2-node ROBO vSAN MTU check failing

Earlier in the year I did my first 2-node VxRail ROBO deployment and learnt a number of things along the way. I came across an issue with the vSAN MTU health check consistently failing, yet everything else was green. As you may know that with the 2-node deployment it is recommended to setup Witness Traffic Separation. Since 6.7U1 the health check was configured to recognise the MTU difference between the vSAN data traffic and the Witness traffic as defined (Here).

After a few hours of troubleshooting I ruled out any firewall or connectivity issues as I was able to get a successful vmkping between the vSAN node and the witness. Using the default vmkping byte size of 64, I was getting a successful response.

When running vmkping -I vmk1 -d -s 1472 I was getting failure, so I decided to lower the byte size until I was able to successfully get a response. That byte size was 996. I ran this past the network guy and our google-fu came back with the this page from Palo Alto.
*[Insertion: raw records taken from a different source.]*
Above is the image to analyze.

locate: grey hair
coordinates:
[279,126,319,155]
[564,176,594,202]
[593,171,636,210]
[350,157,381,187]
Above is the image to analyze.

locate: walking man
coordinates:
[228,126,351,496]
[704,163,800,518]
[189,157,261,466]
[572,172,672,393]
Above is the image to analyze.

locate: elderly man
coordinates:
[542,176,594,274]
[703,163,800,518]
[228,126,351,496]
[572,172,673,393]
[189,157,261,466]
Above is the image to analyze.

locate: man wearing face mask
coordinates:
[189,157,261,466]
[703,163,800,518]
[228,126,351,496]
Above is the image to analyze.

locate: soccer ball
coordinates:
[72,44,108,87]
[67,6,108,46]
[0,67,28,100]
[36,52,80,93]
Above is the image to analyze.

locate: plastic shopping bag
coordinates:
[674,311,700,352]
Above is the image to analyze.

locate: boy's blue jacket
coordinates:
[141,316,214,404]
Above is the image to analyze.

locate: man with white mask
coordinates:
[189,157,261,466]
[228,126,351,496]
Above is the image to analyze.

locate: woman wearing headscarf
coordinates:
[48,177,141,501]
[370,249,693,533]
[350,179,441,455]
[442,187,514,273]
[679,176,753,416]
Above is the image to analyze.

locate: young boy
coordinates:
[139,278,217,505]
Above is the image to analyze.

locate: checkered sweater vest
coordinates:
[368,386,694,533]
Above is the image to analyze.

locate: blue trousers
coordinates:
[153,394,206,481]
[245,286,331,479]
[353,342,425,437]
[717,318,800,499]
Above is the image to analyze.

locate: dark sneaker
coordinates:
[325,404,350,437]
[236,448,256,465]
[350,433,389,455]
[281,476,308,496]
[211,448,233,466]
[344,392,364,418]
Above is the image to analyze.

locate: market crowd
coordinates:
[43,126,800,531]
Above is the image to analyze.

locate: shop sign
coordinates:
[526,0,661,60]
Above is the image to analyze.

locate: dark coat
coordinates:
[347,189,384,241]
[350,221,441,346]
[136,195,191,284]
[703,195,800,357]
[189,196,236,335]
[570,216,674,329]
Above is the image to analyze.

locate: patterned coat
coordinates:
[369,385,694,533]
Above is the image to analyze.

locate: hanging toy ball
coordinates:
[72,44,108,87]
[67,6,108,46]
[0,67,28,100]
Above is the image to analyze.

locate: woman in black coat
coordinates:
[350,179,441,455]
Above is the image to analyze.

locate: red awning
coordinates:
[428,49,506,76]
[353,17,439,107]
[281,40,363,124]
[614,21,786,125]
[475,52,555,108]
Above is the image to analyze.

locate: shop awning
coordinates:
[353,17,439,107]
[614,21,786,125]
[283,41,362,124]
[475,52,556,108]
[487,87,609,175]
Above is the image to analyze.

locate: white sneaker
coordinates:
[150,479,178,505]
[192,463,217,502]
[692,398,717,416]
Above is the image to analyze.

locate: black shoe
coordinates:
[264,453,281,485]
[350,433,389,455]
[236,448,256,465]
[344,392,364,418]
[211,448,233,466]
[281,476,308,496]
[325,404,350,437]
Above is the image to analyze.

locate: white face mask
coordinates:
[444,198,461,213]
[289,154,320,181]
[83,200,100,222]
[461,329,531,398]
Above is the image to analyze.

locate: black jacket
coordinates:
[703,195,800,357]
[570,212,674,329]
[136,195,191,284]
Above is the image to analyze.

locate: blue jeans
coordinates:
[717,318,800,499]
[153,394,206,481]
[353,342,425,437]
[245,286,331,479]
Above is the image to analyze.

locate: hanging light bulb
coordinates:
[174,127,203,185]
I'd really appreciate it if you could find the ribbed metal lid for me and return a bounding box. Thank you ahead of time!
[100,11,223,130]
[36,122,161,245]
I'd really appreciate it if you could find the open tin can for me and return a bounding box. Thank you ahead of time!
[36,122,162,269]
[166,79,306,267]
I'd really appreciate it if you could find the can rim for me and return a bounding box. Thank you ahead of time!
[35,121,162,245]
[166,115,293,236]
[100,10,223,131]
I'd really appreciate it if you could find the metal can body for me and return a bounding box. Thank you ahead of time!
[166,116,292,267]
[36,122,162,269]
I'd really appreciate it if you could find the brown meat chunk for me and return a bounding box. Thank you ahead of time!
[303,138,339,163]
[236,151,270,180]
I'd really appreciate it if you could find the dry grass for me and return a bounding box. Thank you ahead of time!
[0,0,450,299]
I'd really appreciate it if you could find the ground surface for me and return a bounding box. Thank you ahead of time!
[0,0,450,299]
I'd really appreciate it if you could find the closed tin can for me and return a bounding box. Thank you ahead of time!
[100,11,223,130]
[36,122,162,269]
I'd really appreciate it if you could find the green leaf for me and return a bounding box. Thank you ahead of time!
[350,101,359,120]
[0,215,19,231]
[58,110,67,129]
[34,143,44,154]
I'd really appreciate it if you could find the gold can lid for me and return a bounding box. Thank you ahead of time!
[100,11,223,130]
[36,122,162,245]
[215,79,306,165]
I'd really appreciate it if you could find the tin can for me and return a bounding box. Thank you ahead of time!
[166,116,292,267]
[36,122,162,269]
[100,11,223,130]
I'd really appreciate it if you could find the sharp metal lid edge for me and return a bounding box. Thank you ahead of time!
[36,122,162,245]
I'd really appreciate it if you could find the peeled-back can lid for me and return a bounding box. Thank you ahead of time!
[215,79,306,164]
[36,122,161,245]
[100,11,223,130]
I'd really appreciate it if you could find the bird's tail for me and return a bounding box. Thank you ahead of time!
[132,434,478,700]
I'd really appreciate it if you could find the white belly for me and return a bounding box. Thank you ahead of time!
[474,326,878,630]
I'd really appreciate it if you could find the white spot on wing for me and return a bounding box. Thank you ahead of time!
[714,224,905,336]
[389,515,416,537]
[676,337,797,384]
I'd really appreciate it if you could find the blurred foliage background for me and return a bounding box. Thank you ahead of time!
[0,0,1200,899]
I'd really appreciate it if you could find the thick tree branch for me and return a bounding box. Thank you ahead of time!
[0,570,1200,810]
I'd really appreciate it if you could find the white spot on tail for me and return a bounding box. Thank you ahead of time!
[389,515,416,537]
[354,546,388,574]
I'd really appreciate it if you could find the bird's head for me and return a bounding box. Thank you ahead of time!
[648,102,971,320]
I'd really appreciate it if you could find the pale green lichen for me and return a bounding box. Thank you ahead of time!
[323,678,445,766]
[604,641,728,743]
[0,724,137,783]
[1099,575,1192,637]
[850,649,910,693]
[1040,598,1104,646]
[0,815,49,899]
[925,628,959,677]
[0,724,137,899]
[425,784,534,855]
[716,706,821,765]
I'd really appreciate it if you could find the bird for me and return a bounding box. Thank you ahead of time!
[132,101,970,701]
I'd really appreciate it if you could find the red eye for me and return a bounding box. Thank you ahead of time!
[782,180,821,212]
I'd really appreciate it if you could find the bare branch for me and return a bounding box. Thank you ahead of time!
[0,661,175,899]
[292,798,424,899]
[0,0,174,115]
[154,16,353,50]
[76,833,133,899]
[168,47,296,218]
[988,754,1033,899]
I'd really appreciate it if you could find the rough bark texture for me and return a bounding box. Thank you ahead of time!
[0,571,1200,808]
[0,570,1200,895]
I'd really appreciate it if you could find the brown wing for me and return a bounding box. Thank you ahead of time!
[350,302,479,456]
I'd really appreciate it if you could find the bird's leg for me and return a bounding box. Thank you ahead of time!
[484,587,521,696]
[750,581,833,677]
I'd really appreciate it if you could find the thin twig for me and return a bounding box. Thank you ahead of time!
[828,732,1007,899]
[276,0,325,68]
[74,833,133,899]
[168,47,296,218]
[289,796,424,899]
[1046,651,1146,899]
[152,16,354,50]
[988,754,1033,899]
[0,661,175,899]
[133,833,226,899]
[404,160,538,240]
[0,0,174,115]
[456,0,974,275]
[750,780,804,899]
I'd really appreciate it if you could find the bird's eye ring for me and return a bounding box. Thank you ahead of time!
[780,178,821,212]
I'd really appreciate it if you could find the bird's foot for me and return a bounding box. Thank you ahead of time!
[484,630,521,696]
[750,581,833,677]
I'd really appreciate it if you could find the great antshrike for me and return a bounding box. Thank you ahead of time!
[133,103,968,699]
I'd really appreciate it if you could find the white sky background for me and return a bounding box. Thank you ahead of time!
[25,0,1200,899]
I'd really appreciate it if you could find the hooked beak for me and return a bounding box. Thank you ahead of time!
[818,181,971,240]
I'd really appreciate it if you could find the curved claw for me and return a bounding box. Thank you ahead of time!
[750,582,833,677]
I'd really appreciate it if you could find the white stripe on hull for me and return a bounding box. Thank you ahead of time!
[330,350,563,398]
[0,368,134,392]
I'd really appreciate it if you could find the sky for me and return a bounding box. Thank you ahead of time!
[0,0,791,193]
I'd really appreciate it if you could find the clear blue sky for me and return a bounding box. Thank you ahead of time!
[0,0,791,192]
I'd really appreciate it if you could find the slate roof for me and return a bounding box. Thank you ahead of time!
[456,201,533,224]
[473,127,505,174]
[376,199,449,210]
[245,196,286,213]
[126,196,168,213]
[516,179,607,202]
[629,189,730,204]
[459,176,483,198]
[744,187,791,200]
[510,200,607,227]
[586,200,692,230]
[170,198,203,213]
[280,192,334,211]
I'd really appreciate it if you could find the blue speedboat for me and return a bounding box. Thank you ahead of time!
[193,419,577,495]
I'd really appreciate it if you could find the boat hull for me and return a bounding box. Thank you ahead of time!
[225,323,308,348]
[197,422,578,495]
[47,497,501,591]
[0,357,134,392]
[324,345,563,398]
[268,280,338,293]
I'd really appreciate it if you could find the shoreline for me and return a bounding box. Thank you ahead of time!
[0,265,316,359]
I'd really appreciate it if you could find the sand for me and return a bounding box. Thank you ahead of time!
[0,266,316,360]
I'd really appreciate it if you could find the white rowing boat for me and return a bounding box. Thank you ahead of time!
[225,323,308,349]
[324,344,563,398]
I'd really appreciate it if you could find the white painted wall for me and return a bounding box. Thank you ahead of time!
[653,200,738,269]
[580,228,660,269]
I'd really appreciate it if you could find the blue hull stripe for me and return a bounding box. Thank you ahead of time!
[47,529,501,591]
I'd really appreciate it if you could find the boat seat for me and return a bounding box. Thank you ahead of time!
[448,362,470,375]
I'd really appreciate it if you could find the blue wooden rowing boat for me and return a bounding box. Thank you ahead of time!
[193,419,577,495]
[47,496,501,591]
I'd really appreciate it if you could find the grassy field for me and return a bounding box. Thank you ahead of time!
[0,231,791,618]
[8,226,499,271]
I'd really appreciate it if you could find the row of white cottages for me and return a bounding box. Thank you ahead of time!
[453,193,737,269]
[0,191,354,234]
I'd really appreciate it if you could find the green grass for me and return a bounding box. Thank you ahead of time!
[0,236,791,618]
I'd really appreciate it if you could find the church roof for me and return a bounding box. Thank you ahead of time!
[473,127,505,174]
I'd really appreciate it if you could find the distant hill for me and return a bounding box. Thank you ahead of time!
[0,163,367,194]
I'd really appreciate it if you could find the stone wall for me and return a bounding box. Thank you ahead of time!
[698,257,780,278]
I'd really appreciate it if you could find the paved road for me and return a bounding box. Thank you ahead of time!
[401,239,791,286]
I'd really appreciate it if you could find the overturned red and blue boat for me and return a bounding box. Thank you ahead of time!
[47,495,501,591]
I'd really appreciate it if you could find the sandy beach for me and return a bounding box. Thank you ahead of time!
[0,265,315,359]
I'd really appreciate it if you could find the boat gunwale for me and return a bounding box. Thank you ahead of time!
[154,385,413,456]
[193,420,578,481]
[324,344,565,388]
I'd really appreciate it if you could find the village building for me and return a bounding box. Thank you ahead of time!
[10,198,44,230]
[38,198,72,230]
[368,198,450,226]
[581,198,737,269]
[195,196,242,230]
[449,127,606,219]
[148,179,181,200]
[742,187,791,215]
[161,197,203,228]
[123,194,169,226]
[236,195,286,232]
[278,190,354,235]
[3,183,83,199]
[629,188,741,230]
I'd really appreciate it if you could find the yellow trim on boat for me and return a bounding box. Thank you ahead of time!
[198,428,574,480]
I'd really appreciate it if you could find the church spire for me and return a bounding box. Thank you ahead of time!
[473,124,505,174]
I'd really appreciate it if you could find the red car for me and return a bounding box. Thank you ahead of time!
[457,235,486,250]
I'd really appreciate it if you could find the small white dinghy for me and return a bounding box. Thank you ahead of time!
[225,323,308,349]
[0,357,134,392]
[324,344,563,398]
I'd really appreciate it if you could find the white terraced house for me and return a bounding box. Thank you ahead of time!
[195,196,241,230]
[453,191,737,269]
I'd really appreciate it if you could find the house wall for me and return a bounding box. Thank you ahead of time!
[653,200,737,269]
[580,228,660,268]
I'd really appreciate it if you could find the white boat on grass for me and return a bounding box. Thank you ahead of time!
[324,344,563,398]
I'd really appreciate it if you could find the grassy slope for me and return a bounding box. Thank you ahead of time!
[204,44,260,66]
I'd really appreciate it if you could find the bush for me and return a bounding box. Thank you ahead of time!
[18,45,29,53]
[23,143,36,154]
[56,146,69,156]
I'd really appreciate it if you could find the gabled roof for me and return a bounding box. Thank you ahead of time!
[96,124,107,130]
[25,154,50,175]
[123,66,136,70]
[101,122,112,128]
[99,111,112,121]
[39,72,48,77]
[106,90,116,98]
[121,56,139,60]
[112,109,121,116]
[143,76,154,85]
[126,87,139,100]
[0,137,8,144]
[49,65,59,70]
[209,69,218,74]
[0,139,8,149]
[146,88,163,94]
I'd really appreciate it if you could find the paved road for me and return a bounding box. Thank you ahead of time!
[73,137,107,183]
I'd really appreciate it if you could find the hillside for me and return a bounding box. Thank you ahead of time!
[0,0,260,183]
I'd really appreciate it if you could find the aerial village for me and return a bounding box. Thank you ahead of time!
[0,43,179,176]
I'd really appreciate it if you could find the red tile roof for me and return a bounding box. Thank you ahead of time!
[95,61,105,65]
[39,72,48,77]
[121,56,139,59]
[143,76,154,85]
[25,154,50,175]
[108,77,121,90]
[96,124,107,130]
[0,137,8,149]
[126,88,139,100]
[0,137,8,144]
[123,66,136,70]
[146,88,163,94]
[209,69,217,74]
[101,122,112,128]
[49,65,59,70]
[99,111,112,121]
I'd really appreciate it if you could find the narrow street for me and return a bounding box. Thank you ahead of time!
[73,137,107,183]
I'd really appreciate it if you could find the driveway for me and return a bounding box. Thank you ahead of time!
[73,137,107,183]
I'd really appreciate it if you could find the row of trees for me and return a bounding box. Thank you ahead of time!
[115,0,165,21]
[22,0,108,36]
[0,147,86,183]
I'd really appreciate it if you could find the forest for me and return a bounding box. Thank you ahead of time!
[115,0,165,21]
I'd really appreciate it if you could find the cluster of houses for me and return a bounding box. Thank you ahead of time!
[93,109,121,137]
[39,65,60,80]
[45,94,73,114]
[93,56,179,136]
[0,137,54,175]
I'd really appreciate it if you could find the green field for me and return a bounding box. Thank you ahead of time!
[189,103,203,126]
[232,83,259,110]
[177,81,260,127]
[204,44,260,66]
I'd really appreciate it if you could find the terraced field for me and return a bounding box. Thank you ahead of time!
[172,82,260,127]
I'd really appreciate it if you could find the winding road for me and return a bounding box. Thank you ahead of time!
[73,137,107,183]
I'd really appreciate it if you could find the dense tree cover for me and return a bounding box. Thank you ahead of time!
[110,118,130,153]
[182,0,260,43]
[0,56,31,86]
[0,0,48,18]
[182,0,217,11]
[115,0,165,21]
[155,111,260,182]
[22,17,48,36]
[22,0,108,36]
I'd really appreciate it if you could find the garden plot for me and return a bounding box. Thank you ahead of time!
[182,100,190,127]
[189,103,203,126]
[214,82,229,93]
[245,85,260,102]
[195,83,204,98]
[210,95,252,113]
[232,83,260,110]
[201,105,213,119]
As it turns out, there is a setting on the palo alto firewall which drops any ICMP packets larger than 996 as an additional protection mechanism. This is a global setting on the firewall, so in my case getting is disabled was going to be a big ask. As this does not prevent the witness metadata to be exchanged between the cluster nodes and the witness appliance, I’ve disabled the health check on the cluster. I encourage you to test this in your environment before disabling any of these settings. GSS mentioned that there may be an option to manually tune this health check to a lower value, but I am yet to hear back.